Esse caos urbano se materializa, na opinião Aldaiza Sposati, professora do Centro de Estudos de Desigualdades Socioterritoriais da PUCSP, no que ela chamou de “insustentabilidade social do cotidiano na metrópole”, com uma disparidade de oportunidades entre as diferentes áreas da cidade. O Mapa da Exclusão/Inclusão Social, por exemplo, que incorpora índices em quatro grandes áreas – equidade, autonomia, qualidade de vida e desenvolvimento humano – aponta a Vila Andrade com altos índices de exclusão ao mesmo tempo que há o Itaim Bibi com as melhores condições de inclusão. A Vila Andrade é uma das áreas de São Paulo em que, lado a lado, estão prédios luxuosos e casas de famílias de baixa renda, separadas apenas por um muro.
“Ao observarmos o histórico dos mapas que já produzimos vemos que há uma nucleação da inclusão e um forte espalhamento da cidade da exclusão social. Temos um crescimento que vai afinando o ponto de inclusão. Percebemos que, ao longo de três décadas, a cidade de São Paulo não fez a sua lição de casa em reduzir a exclusão e sim concentrou ainda mais a inclusão social”, ressaltou, destacando que hoje há uma distribuição de serviços públicos feita na cidade de forma muito desigual.
Saídas possíveis
Um caminho para reverter esse quadro e sair de um movimento caótico pelo qual as cidades estão vivendo, acredita Ricardo Sennes, é criar instrumentos de desenvolvimento econômico no âmbito local. “Me incomoda que as políticas de zoneamento, por exemplo, olhem como a única várivel de caráter econômico a questão imobiliária. Com isso, subestimasse o fenômeno econômico muito mais diverso e fundamental por trás disso”, comentou.
A ideia é incorporar no planejamento urbano das grandes cidades brasileiras a dimensão da competitividade econômica, tornando diversos pontos da cidade competitivos, descentralizando o desenvolvimento e gerando valor agregado em várias áreas. “Se continuarmos concentrando as oportunidades em ‘manchas urbanas’ será pouco eficaz não só do ponto de vista econômico, mas social. Isso fica claro quando observamos que as pessoas logo se mudam para áreas mais centrais quando conseguem aumentar a sua renda. Isso se deve ao fato de que os empregos e as oportunidades estão concentradas”, explicou.

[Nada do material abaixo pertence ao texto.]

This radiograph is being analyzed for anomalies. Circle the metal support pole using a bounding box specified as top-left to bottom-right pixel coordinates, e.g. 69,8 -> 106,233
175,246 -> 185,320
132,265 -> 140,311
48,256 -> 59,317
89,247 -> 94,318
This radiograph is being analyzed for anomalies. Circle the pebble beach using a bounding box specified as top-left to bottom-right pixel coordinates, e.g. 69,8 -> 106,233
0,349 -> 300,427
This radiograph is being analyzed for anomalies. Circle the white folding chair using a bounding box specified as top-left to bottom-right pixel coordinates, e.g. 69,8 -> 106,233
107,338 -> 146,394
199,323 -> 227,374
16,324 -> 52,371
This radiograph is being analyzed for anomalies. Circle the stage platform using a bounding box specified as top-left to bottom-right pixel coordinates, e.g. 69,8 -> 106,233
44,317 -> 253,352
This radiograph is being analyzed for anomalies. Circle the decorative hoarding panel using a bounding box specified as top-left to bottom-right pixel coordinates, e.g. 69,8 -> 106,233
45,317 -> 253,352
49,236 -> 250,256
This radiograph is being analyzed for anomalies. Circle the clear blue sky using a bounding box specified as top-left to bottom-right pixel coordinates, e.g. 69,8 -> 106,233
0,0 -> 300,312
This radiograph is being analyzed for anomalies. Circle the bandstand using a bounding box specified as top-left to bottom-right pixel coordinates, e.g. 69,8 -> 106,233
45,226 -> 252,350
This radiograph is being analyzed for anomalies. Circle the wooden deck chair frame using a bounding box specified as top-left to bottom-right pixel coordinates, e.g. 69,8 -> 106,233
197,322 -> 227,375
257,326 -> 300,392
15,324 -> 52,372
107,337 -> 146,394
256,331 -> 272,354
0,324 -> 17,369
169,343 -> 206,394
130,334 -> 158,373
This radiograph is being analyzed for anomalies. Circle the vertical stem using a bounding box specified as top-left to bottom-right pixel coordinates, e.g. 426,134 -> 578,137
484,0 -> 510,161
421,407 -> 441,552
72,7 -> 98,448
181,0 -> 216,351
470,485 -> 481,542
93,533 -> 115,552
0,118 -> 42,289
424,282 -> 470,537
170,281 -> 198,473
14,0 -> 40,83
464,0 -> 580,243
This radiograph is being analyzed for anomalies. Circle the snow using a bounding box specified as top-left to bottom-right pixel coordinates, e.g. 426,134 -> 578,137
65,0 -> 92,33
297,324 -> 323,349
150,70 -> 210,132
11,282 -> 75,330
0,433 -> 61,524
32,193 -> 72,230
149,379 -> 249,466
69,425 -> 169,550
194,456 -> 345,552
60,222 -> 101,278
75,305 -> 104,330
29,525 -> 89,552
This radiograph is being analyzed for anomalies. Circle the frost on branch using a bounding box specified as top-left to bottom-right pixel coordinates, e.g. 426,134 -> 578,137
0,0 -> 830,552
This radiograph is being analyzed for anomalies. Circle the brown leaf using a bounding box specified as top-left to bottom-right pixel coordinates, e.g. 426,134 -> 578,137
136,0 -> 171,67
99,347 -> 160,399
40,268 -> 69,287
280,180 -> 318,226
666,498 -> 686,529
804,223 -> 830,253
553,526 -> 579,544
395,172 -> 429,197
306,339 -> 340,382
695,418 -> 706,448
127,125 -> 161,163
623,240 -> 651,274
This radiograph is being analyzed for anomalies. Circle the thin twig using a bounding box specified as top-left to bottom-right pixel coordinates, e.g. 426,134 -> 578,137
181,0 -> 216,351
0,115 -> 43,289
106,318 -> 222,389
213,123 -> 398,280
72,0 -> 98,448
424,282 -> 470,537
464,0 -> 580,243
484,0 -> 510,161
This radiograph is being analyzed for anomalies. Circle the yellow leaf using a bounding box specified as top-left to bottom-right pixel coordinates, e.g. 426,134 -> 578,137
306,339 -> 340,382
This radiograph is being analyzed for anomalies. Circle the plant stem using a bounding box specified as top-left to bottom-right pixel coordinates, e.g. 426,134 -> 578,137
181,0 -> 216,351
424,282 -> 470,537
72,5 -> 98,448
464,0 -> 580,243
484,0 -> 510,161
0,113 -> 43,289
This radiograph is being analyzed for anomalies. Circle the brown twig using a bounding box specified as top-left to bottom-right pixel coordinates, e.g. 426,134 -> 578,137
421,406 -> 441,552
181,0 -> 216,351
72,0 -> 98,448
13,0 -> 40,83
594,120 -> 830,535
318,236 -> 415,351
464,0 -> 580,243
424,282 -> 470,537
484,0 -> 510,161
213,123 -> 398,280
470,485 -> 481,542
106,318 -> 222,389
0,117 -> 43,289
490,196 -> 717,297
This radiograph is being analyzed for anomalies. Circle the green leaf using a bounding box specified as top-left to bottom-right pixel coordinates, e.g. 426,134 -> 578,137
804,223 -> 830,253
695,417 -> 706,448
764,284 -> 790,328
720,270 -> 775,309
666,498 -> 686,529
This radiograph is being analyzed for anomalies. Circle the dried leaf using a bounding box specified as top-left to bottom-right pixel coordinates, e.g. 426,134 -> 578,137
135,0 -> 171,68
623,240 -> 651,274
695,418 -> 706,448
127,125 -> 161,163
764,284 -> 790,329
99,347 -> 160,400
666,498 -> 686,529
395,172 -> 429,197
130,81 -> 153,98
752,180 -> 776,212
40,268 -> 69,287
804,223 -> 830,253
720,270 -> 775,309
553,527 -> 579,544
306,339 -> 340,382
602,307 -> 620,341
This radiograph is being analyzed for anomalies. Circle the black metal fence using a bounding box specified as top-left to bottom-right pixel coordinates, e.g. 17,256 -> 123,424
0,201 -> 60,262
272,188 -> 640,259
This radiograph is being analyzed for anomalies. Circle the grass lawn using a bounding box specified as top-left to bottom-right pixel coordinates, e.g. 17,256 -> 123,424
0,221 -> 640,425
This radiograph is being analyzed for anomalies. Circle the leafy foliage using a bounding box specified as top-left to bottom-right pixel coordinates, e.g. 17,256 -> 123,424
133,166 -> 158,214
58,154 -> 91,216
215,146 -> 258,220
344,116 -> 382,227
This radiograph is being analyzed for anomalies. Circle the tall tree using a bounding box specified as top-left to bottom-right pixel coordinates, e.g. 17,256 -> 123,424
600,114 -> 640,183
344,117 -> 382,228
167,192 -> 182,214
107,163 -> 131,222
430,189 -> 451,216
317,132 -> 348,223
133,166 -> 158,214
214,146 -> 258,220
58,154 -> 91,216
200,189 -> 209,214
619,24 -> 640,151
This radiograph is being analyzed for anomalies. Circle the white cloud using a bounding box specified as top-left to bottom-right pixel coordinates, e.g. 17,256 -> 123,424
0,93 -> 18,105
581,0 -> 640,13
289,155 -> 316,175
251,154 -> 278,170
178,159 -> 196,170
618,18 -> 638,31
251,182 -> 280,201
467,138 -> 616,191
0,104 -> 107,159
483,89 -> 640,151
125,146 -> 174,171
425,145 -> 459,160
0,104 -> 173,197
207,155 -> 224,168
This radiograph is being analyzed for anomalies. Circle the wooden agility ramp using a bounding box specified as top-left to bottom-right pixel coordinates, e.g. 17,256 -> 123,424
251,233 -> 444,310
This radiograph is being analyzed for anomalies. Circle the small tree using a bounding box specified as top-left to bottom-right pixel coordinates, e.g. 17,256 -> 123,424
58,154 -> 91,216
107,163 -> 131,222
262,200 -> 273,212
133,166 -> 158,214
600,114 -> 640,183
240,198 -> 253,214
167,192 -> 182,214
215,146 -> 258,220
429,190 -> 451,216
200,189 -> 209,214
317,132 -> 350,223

Para Sennes, nestes novos ‘pólos econômicos específicos’ – espalhados nas cidades – o governo deveria investir em infraestrutura, a fim melhorar a mobilidade, além de oferecer incentivos para a instalação das empresas, e fomentar a criação de centros de inovação, aumentando a empregabilidade local. “A ideia é ser radical”.
Nessa direção em criar dinâmicas para fortalecer o local, Ricardo Abramovay aposta ainda no estímulo, cada vez mais, de movimentos empreendedores locais e integração digital nos territórios, trazendo novas oportunidades para as populações.
A pergunta que deve permear as ações a partir de agora, acredita o especialista, é qual economia o país quer e para quem. “Não queremos mais um crescimento que consolide padrões de ocupação de espaços que marginalizem as pessoas como temos feito até aqui. Há uma urgência em cuidarmos e valorizarmos cada vez mais os ambientes naturais que formam as nossas cidades”.
Para finalizar, Aldaiza Sposati lembrou os presentes de que podemos olhar a cidade de diferentes formas e que a aposta deve ser no potencial. “Território é mais do que lugar. Ele é força, vida, construção e história”.